Он так и не заплакал: ни весь остаток пути до Кобоны, ни бессонной ночью, когда лежал в Никольской церкви, уставившись в стену, на которой проступала чья-то плохо замазанная тень, ни потом, когда ехал дальше на восток, показывая документы и убеждая пропустить, заправить, погрузить, разрешить, – и какая-то нехорошая сила была в его взгляде и лишенных интонации словах, так что ему действительно шли навстречу, не столько чтобы помочь, сколько для того, чтобы никогда его больше не встречать, чтобы как можно скорее забыть эти глаза, этот голос, и в результате оказалось, что десятилетний мальчишка в январе сорок второго года смог доехать на своем игрушечном Bébé до самой Вологды.
В Вологде жила Надежда Яковлевна, сестра его мамы, и Николаю еще хватило сил найти ее в городе, полном раненых и эвакуированных, загнать машину в пустой дровяной сарай и, тщательно вымыв руки, сесть на кухне перед тарелкой дымящегося супа. Только тогда он закричал. Это не было ни плачем, ни рыданием, а именно криком, каким кричат от боли люди, отвергнувшие пустые и слабые слова, – и тетя Надя стояла над ним, обхватив руками, но не пыталась утешить и вообще не говорила ни слова, а просто ждала, когда Коля замолчит, и в конце концов он действительно замолчал, сорвав голос.
Максим тоже замолчал, и некоторое время они опять сидели, ни о чем не разговаривая и думая каждый о чем-то своем, – скорее всего, впрочем, об одном и том же, потому что Хаким, прочистив горло, спросил:
– Отец не пришел?
– Нет. После войны дядя Коля искал его и даже, на всякий случай, Ваську, но не нашел. Да он бы и сам дал знать Надежде Яковлевне, если б уцелел.
– А дядя Коля еще живой?
– Умер. Давно, раньше деда. Машину еще при жизни отдал в музей. Времена были неспокойные – он даже иногда ночевал в своем гараже, а что толку? Дадут по башке и заберут все, что надо. А там все-таки охрана, да и реставраторы. Дядя Коля потом часто туда ездил, иногда кого-нибудь из нас брал. В музее его все знали, поэтому он забирался в машину и просто сидел. Наверное, что-то вспоминал, не знаю. Один раз, помню, даже заснул, и я долго бродил по музею, представляя себе, как было бы здорово, если бы в каждом автомобиле сидел его прежний хозяин, спал и видел сон.
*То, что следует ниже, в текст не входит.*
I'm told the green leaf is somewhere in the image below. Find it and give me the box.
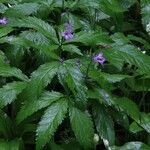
[5,3,40,17]
[0,82,27,108]
[129,121,143,134]
[16,91,63,124]
[111,142,150,150]
[69,106,94,149]
[137,113,150,134]
[66,32,112,46]
[93,103,115,146]
[9,16,57,42]
[36,99,68,150]
[0,27,14,38]
[0,110,13,138]
[22,62,59,102]
[0,139,23,150]
[0,64,28,81]
[112,97,140,121]
[58,60,87,106]
[62,44,83,55]
[103,44,150,74]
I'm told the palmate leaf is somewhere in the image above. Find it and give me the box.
[5,3,40,17]
[8,16,57,42]
[36,99,68,150]
[93,103,115,146]
[69,106,94,149]
[16,91,63,124]
[22,62,60,102]
[0,82,27,108]
[103,44,150,75]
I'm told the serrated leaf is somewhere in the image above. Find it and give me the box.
[62,44,83,55]
[0,82,27,108]
[36,99,68,150]
[0,64,28,81]
[66,32,112,46]
[103,44,150,74]
[93,103,115,146]
[16,91,63,124]
[112,97,140,121]
[69,107,94,149]
[8,16,57,42]
[5,3,40,17]
[22,62,59,102]
[58,60,87,106]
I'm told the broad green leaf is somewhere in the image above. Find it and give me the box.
[111,142,150,150]
[22,62,59,102]
[93,103,115,146]
[0,82,27,108]
[69,107,94,149]
[16,91,63,124]
[36,99,68,150]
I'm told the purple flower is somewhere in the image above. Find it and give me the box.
[0,17,7,25]
[61,31,73,40]
[93,52,106,65]
[65,22,73,33]
[61,21,74,41]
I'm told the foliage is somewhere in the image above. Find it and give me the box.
[0,0,149,149]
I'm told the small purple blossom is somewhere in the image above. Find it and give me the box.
[0,17,7,25]
[65,22,73,33]
[93,52,106,65]
[61,31,73,40]
[61,21,74,41]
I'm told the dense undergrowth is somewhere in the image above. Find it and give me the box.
[0,0,150,149]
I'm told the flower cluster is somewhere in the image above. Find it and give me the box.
[61,22,73,40]
[93,52,106,65]
[0,17,7,25]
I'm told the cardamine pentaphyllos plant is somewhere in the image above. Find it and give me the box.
[0,0,149,150]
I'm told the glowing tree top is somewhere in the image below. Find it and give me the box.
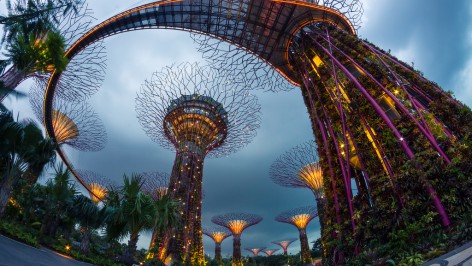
[212,213,263,236]
[275,206,318,230]
[135,62,261,158]
[29,84,107,151]
[76,170,115,204]
[263,249,279,256]
[244,247,266,256]
[203,226,232,244]
[140,172,170,201]
[270,141,323,199]
[272,239,297,255]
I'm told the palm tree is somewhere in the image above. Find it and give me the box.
[39,164,77,236]
[104,174,155,266]
[0,0,82,101]
[0,112,56,217]
[73,194,106,254]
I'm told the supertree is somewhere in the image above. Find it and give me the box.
[244,247,266,257]
[203,226,232,263]
[275,206,318,265]
[75,170,115,204]
[0,2,106,102]
[140,171,170,202]
[271,239,297,255]
[212,213,263,266]
[29,83,107,152]
[135,62,261,265]
[262,249,279,256]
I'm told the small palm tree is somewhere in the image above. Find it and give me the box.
[105,174,155,266]
[39,164,77,236]
[73,194,106,254]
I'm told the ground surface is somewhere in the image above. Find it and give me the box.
[0,235,91,266]
[421,241,472,266]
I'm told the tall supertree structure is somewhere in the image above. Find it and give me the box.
[43,0,472,263]
[212,213,263,266]
[276,206,318,265]
[136,62,261,265]
[203,226,232,263]
[244,247,266,257]
[262,249,279,256]
[75,170,115,204]
[271,239,297,255]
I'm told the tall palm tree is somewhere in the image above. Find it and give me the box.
[0,112,55,217]
[105,174,155,266]
[73,194,106,254]
[0,0,82,101]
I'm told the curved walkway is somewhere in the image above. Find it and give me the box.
[0,235,92,266]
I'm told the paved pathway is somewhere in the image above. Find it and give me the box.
[421,241,472,266]
[0,235,92,266]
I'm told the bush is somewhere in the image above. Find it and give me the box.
[0,220,40,247]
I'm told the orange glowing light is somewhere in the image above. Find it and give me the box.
[291,213,312,229]
[298,162,323,196]
[211,231,228,244]
[227,220,248,235]
[88,183,107,204]
[51,110,79,143]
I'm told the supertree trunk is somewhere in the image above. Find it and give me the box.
[232,234,242,266]
[166,148,204,265]
[215,242,222,263]
[288,22,472,262]
[299,228,312,265]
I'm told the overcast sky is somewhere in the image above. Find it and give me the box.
[3,0,472,258]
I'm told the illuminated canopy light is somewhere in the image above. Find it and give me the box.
[140,172,170,201]
[275,205,318,229]
[227,220,248,235]
[75,170,115,204]
[88,183,107,204]
[52,110,79,143]
[245,247,266,256]
[263,249,279,256]
[291,213,313,229]
[298,162,324,197]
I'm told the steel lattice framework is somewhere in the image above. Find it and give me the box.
[212,212,262,266]
[203,226,232,262]
[244,247,266,256]
[271,239,297,255]
[41,0,472,264]
[275,206,317,264]
[140,171,170,201]
[75,170,115,204]
[135,62,260,265]
[263,248,279,256]
[30,84,107,152]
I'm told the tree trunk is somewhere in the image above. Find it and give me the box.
[232,234,242,266]
[0,66,27,102]
[80,228,91,254]
[0,172,17,218]
[123,232,139,266]
[299,228,313,265]
[214,242,222,263]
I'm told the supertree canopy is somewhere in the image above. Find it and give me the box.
[271,239,297,255]
[244,247,266,256]
[140,171,170,201]
[263,249,279,256]
[276,206,318,265]
[203,226,232,262]
[75,170,115,204]
[29,84,107,152]
[212,212,263,266]
[270,141,324,200]
[136,62,261,265]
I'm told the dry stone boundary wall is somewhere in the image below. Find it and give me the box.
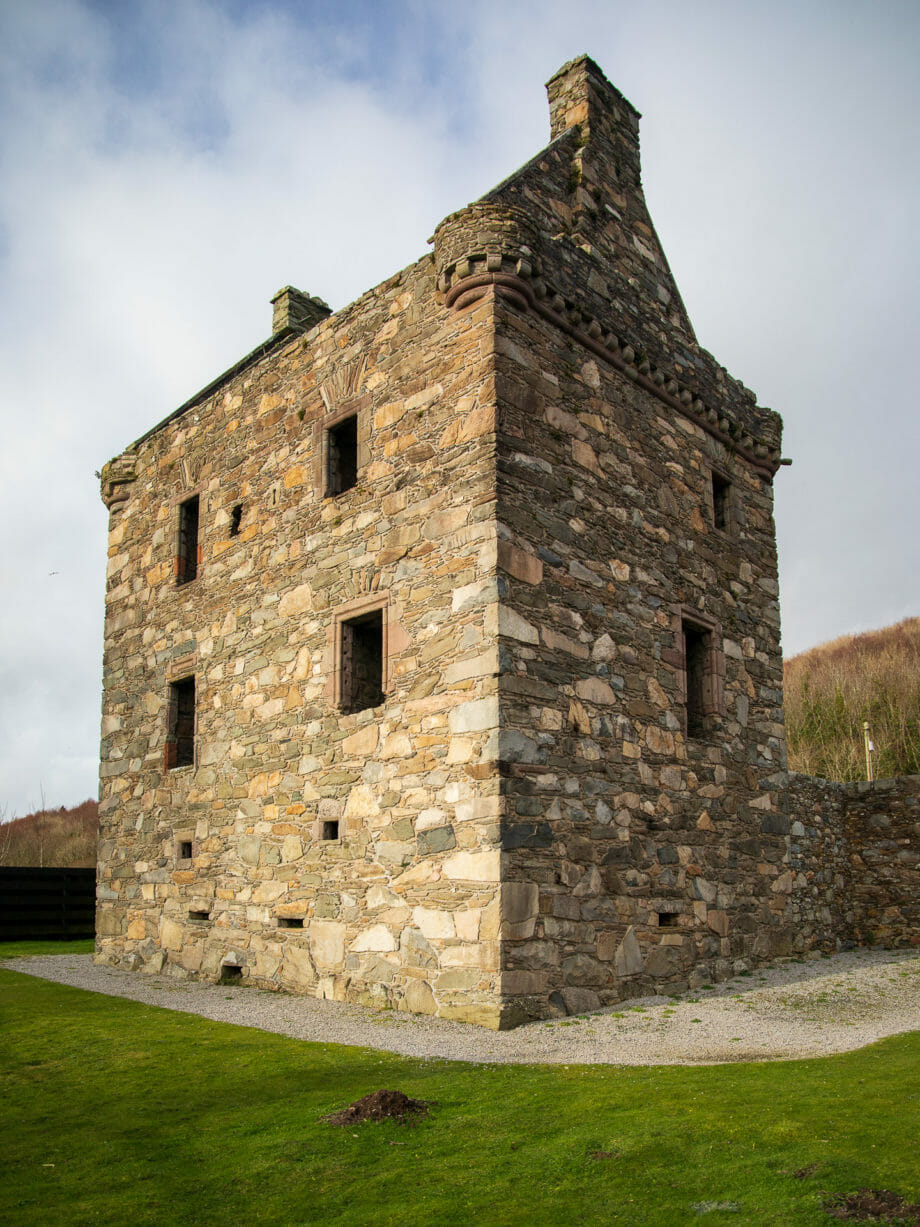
[787,773,920,951]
Хаким еще немного помолчал, потом тяжело встал, двумя руками оттолкнувшись от скамейки, и вылил под дерево грязную воду. Бросив в пустое ведерко тряпку, он взял головку цилиндров и медленно пошел к дому, но через несколько шагов остановился и, не оборачиваясь, сказал:
– Спасибо вам, Максим.
Следующими оказались женщины из поселка со странным названием Суслонгер, которые работали дворниками в каком-то парке и впятером занимали квартиру номер тринадцать. Они затащили Максима к себе домой, напоили чаем и выслушали, охая в нужных местах и заставляя его терпеливо ждать, пока они обсудят особенно взволновавшие их подробности, историю о живших там трех сестрах. Точнее говоря, сестер было только две, Нина и Роза, а третья, Наталия, не приходилась им даже родственницей, а просто много лет назад как-то прибилась к этой семье да так и осталась ждать времени, когда все наконец узнают, для чего эти страдания, и когда не станет никаких тайн. Они, как и дядя Коля, охотно сидели с соседскими ребятишками, занимались с ними музыкой и математикой или просто приглядывали за детьми во дворе после того, как мир снова сделался угловатым и появилась такая необходимость. То есть занимались в основном Нина с Розой, а Наталия больше приглядывала: она была почти неграмотной и с грехом пополам разбирала печатные буквы, а прочесть написанное от руки даже не пыталась. Учиться она категорически не хотела, поэтому письма, которые Наталия получала с Дальнего Востока от каких-то не менее дальних родственников, приходилось зачитывать ей вслух. Впрочем, ребятам это даже нравилось, и лишь через несколько лет, когда Наталия похоронила сначала Нину, а затем Розу, умерших с разницей в тринадцать дней, как если бы скончался один человек, только по разному стилю, и вскоре после этого перестали приходить письма, кто-то из детей наконец обратил внимание на почерк, и оказалось, что их по очереди писали сестры. Переписка сразу возобновилась, только жизнь Натальиных родственников сразу стала удивительно насыщенной, напоминая теперь то приключенческий роман, то шпионский детектив.